Pour débuter, je tiens à vous lire un texte du Résistant italien PRIMO LEVI qui éclaire l’actualité :

« Tous, nous devons savoir que lorsque Hitler ou Mussolini parlaient en public, ils étaient crus, applaudis, admirés. Les idées qu’ils proclamaient étaient, en général, aberrantes, stupides, cruelles et pourtant ils furent acclamés et suivis jusqu’à leur mort par des milliers de fidèles.

Ces fidèles n’étaient pas des bourreaux, mais des hommes quelconques, ordinaires, prêts à croire, et à obéir, sans discuter.

Il faut donc se méfier de ceux qui cherchent à nous convaincre par d’autres voix que celles de la raison.

Dans la haine nazie, il n’y a rien de rationnel. Nous ne pouvons pas la comprendre, mais nous devons comprendre d’où elle est issue, et nous tenir sur nos gardes.

Si la comprendre est impossible, la connaître est nécessaire, parce que ce qui est arrivé peut recommencer ».

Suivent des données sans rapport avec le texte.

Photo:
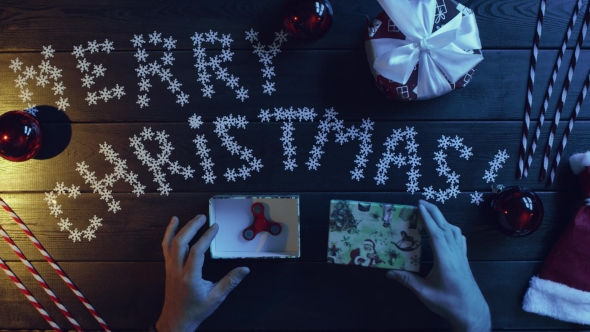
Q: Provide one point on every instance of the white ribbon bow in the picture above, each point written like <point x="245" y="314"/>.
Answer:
<point x="446" y="53"/>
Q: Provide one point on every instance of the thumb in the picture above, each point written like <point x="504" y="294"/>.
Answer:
<point x="413" y="282"/>
<point x="230" y="281"/>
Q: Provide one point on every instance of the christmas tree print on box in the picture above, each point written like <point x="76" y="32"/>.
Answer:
<point x="369" y="234"/>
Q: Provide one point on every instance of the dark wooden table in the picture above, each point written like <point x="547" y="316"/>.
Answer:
<point x="121" y="270"/>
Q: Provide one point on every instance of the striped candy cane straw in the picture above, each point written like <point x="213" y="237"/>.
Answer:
<point x="53" y="264"/>
<point x="566" y="85"/>
<point x="545" y="104"/>
<point x="568" y="130"/>
<point x="529" y="90"/>
<point x="28" y="295"/>
<point x="40" y="280"/>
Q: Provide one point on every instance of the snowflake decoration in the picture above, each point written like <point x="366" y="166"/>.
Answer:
<point x="42" y="78"/>
<point x="156" y="68"/>
<point x="443" y="169"/>
<point x="287" y="115"/>
<point x="221" y="73"/>
<point x="195" y="122"/>
<point x="389" y="158"/>
<point x="476" y="198"/>
<point x="94" y="71"/>
<point x="266" y="54"/>
<point x="222" y="126"/>
<point x="495" y="165"/>
<point x="163" y="159"/>
<point x="64" y="224"/>
<point x="343" y="135"/>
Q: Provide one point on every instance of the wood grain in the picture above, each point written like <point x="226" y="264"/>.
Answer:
<point x="502" y="24"/>
<point x="308" y="296"/>
<point x="314" y="79"/>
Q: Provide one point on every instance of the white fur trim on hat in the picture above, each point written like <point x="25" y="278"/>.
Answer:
<point x="553" y="299"/>
<point x="579" y="161"/>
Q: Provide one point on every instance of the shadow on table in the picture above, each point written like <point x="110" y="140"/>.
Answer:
<point x="57" y="131"/>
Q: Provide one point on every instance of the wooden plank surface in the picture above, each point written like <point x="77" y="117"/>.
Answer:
<point x="121" y="270"/>
<point x="314" y="79"/>
<point x="502" y="24"/>
<point x="308" y="296"/>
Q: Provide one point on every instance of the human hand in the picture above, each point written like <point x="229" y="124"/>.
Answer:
<point x="449" y="289"/>
<point x="189" y="299"/>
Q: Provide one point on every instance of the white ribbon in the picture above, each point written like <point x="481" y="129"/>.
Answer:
<point x="446" y="53"/>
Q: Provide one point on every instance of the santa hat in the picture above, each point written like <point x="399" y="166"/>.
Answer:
<point x="562" y="288"/>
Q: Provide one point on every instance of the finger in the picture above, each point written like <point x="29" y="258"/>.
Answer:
<point x="456" y="235"/>
<point x="196" y="257"/>
<point x="184" y="236"/>
<point x="442" y="223"/>
<point x="437" y="238"/>
<point x="228" y="283"/>
<point x="464" y="244"/>
<point x="413" y="282"/>
<point x="168" y="236"/>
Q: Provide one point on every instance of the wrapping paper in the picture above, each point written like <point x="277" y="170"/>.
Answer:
<point x="421" y="49"/>
<point x="369" y="234"/>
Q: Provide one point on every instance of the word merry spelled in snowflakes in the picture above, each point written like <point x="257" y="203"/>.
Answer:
<point x="161" y="165"/>
<point x="148" y="69"/>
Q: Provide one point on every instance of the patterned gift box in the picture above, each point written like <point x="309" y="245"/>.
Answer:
<point x="384" y="28"/>
<point x="233" y="214"/>
<point x="372" y="234"/>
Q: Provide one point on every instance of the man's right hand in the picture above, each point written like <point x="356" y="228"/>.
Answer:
<point x="449" y="289"/>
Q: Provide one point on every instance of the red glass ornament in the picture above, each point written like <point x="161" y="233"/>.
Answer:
<point x="519" y="211"/>
<point x="307" y="18"/>
<point x="20" y="136"/>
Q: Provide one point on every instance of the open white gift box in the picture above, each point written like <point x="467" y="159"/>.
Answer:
<point x="234" y="214"/>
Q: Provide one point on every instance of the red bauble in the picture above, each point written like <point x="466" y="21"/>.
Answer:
<point x="20" y="136"/>
<point x="307" y="18"/>
<point x="519" y="211"/>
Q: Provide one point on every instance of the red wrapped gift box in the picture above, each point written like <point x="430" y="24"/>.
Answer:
<point x="398" y="44"/>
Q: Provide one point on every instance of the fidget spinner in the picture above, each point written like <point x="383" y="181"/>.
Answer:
<point x="261" y="224"/>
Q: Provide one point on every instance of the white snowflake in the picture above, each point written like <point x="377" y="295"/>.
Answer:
<point x="58" y="88"/>
<point x="62" y="103"/>
<point x="241" y="94"/>
<point x="75" y="235"/>
<point x="25" y="95"/>
<point x="429" y="193"/>
<point x="143" y="100"/>
<point x="48" y="52"/>
<point x="182" y="99"/>
<point x="15" y="65"/>
<point x="269" y="87"/>
<point x="155" y="38"/>
<point x="195" y="121"/>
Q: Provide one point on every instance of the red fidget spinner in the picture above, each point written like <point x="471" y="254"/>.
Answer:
<point x="260" y="224"/>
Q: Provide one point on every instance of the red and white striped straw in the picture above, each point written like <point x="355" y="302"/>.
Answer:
<point x="40" y="280"/>
<point x="568" y="130"/>
<point x="552" y="79"/>
<point x="566" y="85"/>
<point x="529" y="91"/>
<point x="53" y="264"/>
<point x="28" y="295"/>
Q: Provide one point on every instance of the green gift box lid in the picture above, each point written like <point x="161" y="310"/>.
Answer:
<point x="370" y="234"/>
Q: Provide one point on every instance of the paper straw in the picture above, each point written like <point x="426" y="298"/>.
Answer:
<point x="566" y="85"/>
<point x="40" y="280"/>
<point x="568" y="130"/>
<point x="28" y="295"/>
<point x="552" y="79"/>
<point x="53" y="264"/>
<point x="529" y="95"/>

Aujourd’hui, notre cérémonie prend de l’ampleur à cause des nouvelles barbaries qui apparaissent dans notre monde contemporain, et parce que le 8 Mai 2015 est le 70ème anniversaire de la victoire sur le nazisme c’est-à-dire de la victoire de la démocratie et des droits de l’homme.

A cette occasion, je repense à tous ces élèves de 3ème qui ont participé au concours national de la Résistance et de la Déportation au Collège Bellime où j’enseignais l’Histoire.

Je ne peux pas les citer tous ! Je repense en particulier à Marie CHEVALERIAS et Hélène SANDER qui ont concouru en 2006 sur un thème magnifique : « Résistance et monde rural ».

Leur dossier était bien documenté, comportait des recherches personnelles, et des interviewes locales.

Il a remporté le 1er prix départemental : un voyage à Oradour sur Glane, village martyr, et au Mont Mouchet, haut-lieu de la Résistance en Auvergne.

Je repense aussi à tous ces Résistants qui sont venus tous les ans dans les établissements scolaires pour dire leur vécu de cette guerre et les raisons de leur engagement dans la Résistance : en particulier, Maria BELICAT, René DUMONT, Jean BRUNEL, Marius GARDETTE et Annet ACHARD qui vient de nous quitter.

Ils me disaient tous : « nous témoignons parce qu’il faut que les jeunes sachent qui étaient les nazis, et qu’ils sachent que des hommes et des femmes ont donné une partie de leur jeunesse, et parfois leur vie, pour nous permettre de vivre dans un pays démocratique, laïc et républicain ». Merci à eux !

Après 70 ans, il est inadmissible que les crimes avérés des nazis soient encore ignorés ou même contestés !

Plus que jamais, en ces temps d’incertitude et de nouvelles barbaries, je vous invite à vous garder des idées qui furent le fondement du nazisme.

Avant la disparition des derniers survivants, les pouvoirs publics ont un rôle à jouer pour sauvegarder la mémoire de ces crimes afin de s’en prémunir pour longtemps.

Ces Résistants locaux dont je viens de vous parler, ces héros, avaient aussi à cœur la construction d’un mémorial de la Résistance en Livradois-Forez. Celui-ci sera bientôt achevé sur la côte de Piboulet, avec le projet de la 3ème « porte » qui est en cours de financement.

La Ville de Courpière, avec ses petits moyens, vient de décider en Conseil Municipal, sans l’approbation de l’opposition et je le déplore, de verser 300 € pour apporter sa pierre à l’édifice que les Résistants ont nommé : « le rempart contre l’oubli ».

Mais, au-delà des monuments, le meilleur rempart contre l’oubli ce sont les vivants de toutes générations qui se mobilisent partout en France et dans le monde comme vous, aujourd’hui, pour cette cérémonie. Je vous en remercie.